Después de estas dos grandes obras, Ford y Toland
desarrollaron un último proyecto en conjunto. Se trata del documental bélico
“December 7th” rodado para el Field Photo Archive de la Marina durante la
Segunda Guerra Mundial. El documental sobre el ataque japonés a Pearl Harbour,
ganador también del Oscar, fue un proyecto que en un principio encargó dirigir
Ford a Toland. Ford era por aquel entonces el hombre de confianza del general
Donovan, militar encargado del Fiel Photo Archive, y gracias a su beneplácito
logró que le encomendasen a Toland el citado documental. Tras unos meses de infructuoso
rodaje en Hawai, en los que no participó el propio Ford, Toland delegó su
dirección al cineasta. El documental solamente fue estrenado en unos pocos
cines ya que los altos mandos militares lo consideraron una crítica contra el
propio ejército.
A pesar de las desavenencias que entre los dos surgieron
durante la filmación de “December 7th”, Ford trató de contratar a Toland para
un nuevo proyecto: ¡Qué verde era mi valle!”. Pero finalmente tuvo que
contratar a otro asiduo de la dirección fotográfica de sus filmes, Merian
C.Cooper, ya que Toland se encontraba filmando “La loba” para William Wyler.
Siempre nos quedará el suponer en que se habría convertido una tercera
colaboración de ambos.
Gregg Toland murió en el año 1948 a la edad de 44 años. Con
su muerte desapareció uno de los más grandes directores de fotografía y
operadores de cámara que ha dado la industria americana.
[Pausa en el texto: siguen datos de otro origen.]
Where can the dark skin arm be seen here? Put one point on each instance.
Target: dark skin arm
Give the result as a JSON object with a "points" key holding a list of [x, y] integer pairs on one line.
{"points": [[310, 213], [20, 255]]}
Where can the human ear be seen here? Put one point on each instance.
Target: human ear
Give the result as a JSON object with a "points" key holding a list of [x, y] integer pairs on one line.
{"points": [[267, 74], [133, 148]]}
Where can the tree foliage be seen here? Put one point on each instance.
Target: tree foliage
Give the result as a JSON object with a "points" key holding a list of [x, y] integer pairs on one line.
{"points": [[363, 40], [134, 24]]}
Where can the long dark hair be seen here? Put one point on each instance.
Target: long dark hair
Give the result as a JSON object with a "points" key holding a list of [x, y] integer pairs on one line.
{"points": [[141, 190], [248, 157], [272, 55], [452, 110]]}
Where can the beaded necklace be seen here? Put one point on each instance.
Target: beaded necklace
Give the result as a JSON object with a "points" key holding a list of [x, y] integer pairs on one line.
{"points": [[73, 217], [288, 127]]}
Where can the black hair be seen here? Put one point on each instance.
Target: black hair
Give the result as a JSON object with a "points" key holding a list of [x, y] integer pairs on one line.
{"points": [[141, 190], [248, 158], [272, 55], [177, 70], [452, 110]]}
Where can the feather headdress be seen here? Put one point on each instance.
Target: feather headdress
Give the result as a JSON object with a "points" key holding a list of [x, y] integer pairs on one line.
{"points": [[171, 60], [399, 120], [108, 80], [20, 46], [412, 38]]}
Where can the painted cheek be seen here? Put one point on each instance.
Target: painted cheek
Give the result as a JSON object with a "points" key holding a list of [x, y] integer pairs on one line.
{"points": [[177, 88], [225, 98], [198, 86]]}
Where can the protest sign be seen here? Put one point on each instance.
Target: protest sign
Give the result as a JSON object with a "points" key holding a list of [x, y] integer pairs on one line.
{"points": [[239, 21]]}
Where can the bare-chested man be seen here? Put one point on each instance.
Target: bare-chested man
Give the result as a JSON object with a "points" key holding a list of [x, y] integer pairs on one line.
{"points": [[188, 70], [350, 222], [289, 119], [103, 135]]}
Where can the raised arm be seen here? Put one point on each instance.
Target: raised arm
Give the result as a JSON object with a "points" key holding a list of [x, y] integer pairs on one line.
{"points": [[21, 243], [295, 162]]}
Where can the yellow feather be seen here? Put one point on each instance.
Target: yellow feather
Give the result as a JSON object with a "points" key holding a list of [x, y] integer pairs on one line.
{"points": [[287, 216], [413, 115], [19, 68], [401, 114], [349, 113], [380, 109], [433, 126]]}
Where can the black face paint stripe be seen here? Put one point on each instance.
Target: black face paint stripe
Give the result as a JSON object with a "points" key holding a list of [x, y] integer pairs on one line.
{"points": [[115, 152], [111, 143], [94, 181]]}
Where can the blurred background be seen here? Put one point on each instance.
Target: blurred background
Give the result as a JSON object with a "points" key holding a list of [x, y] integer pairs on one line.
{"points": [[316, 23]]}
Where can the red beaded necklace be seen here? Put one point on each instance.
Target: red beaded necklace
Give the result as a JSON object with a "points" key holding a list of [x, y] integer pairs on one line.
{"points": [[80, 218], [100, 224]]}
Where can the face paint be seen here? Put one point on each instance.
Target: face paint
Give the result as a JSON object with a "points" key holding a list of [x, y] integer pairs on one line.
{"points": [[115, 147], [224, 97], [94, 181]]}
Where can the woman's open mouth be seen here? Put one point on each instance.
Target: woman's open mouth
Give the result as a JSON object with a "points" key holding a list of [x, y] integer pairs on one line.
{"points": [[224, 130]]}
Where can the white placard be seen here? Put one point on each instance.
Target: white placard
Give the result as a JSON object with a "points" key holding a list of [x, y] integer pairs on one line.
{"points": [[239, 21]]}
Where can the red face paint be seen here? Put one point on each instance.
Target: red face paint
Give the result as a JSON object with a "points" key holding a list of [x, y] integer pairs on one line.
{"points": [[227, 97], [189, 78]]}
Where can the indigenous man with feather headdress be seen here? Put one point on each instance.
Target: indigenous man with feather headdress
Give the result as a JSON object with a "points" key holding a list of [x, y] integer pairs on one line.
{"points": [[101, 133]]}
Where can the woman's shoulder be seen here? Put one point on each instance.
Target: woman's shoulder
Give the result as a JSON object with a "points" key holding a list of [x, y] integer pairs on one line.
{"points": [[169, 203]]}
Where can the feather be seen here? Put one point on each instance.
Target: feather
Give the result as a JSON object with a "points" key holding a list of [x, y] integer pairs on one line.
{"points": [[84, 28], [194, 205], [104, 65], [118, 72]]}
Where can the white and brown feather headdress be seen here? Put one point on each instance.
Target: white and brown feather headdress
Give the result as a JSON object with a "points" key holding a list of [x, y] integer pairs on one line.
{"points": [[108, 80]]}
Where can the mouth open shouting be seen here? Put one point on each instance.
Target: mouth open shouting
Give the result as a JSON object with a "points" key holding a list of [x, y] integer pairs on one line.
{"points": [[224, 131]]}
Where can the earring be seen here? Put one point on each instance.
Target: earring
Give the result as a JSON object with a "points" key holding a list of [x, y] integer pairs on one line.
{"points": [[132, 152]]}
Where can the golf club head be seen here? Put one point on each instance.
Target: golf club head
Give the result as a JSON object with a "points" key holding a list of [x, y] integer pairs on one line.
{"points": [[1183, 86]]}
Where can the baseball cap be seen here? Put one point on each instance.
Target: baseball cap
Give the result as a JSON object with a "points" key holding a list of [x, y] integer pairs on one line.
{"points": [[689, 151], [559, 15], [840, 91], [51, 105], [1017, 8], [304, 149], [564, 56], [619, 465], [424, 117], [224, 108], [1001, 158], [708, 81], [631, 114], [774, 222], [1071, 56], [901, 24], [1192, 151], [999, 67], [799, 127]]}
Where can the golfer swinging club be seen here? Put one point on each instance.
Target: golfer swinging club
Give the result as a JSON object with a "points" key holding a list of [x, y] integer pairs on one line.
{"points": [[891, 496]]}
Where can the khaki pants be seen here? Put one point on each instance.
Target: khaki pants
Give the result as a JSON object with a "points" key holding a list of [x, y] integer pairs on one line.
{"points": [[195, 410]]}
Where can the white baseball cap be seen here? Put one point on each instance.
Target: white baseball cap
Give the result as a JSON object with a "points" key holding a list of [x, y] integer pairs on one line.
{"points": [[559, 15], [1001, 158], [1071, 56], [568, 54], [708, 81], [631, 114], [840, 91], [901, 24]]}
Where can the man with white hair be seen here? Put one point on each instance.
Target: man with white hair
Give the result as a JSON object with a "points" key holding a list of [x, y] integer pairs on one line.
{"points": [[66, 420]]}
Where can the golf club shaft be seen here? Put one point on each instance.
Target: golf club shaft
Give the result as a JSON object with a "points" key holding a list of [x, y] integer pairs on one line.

Pero con él también
desapareció la posibilidad de saber que hubiera sido de las grandes películas a
color que filmó Ford si el operador de cámara hubiera sido Toland (ni que decir
tiene que el trabajo de Winton C.Hoch en estas es también de una calidad
insuperable, muestra de ello son las imborrables imágenes de “Centauros del
desierto” o “El hombre tranquilo”, ambas fotografiadas por él). A pesar de
ello, la leyenda del dúo Ford-Toland nos ha dejado dos películas excelentes y
un sinfín de imágenes de exquisita belleza.